Thoughts about convex optimization

Just finished the final of convex optimization. This is really an interesting course, which even changed the way I'm looking at this world. In college, I was thinking in an algorithmic way, i.e., to solve a problem, will try to design some certain steps, following which we can get a result somehow satisfying our expectation. But now, I'd first spend quite a bit time on the expectation itself, expressing them in the way "what to minimize" and "subject to what constraints". Then simply feed them to convex optimization solvers.

That is, convex optimization provides a general modeling language, with which it can be ensured to get an answer efficiently. It makes the modeling process intuitive and effective, and is the most important practical branch of mathematics in my humble opinion.

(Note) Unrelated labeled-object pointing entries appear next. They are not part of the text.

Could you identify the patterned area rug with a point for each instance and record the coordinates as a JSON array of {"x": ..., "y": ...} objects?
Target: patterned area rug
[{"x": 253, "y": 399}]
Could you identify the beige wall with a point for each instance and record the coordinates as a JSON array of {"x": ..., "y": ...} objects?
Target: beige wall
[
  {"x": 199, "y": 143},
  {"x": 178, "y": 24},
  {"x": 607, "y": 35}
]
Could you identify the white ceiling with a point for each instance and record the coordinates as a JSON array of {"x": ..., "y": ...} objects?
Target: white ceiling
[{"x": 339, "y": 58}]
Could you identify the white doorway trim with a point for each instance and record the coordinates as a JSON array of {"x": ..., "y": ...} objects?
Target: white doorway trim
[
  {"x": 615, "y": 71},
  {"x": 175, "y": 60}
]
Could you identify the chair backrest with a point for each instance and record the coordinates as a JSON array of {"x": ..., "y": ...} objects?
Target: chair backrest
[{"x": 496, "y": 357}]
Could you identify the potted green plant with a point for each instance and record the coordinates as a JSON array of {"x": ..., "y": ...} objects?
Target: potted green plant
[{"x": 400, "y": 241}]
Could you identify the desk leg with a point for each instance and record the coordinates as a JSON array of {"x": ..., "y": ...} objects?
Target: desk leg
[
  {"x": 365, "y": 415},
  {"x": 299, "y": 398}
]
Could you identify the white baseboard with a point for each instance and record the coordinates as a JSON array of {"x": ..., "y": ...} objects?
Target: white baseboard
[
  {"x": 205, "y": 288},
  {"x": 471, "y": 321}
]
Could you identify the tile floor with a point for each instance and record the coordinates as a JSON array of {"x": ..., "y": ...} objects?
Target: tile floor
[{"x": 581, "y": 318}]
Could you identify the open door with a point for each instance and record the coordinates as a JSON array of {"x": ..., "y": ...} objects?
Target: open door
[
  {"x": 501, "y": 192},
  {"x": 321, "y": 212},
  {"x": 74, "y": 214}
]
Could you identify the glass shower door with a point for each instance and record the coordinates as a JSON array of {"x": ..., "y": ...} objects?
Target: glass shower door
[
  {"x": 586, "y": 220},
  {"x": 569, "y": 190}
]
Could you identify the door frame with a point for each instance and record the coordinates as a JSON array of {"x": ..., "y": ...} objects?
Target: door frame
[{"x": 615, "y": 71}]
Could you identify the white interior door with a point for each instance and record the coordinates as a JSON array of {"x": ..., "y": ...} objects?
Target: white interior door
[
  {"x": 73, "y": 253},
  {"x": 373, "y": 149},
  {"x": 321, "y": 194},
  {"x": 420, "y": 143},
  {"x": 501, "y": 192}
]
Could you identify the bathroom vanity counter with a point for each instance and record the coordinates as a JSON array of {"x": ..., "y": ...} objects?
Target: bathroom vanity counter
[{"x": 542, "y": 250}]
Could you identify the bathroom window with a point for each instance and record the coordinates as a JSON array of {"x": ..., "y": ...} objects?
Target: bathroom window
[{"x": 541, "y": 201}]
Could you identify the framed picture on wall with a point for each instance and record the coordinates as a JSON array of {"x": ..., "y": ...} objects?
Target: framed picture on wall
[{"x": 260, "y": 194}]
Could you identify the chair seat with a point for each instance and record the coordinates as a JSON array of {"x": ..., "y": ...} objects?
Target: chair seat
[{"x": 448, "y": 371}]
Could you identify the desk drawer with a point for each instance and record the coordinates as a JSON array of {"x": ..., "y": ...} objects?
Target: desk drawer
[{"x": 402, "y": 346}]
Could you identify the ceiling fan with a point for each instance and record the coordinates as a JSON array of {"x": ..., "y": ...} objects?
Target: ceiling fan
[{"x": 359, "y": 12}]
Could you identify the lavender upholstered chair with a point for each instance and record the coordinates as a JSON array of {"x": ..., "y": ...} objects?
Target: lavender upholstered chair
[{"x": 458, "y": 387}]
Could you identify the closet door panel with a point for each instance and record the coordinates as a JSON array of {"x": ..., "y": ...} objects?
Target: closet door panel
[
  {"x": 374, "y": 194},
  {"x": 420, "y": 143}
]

I used image denoising as the example for quite a few algorithms in the blog [post1, post2, post3], and demonstrated how different algorithms help improve the performance. But what if we treat it as a optimization problem? We wish to have less effort to fix/change the image, and the fixed image tends to have smoother changes, i.e. less variations. This is a typical problem named total variation reconstruction, trying to minimize a weighted sum of some L1 norms, and it's convex! By writing 4 lines of MATLAB code, we get this result:

The left one is the noisy image, while the right is the recovered one. Compared with the result from Loopy Belief Propagation, the improvement is obvious. So we can see that the optimization approach is intuitive to model, fast to implement, and easier to debug. The code written with CVX, a MATLAB convex optimization package, is put as follows for the record. We can see how elegant it is.

cvx_begin 
    variable x(h, w); 
    minimize norm(x - img, 1) + norm(x(:, 2:w) - x(:, 1:w-1), 1) + norm(x(2:h, :) - x(1:h-1, :), 1); 
cvx_end

As a heavy .NET user, I tried to find .NET version of optimization problem solvers (due to licensing issues of MATLAB). Microsoft Solver Foundation looks a good candidate, also supporting a neat and expressive language named OML just like CVX does, and free for academic users. But I still haven't figured out how to use it. Gurobi looks simple and powerful too, although haven't tried it. Anyway, CVX is certainly a good start point.

If you get interested in convex optimization, Steven Boyd's course Convex Optimization is definitely a good (possibly the best) resource, with the textbook also from Steven here. If don't feel like much theory, skimming the exercises in the book and the additional exercises about your area may be enough.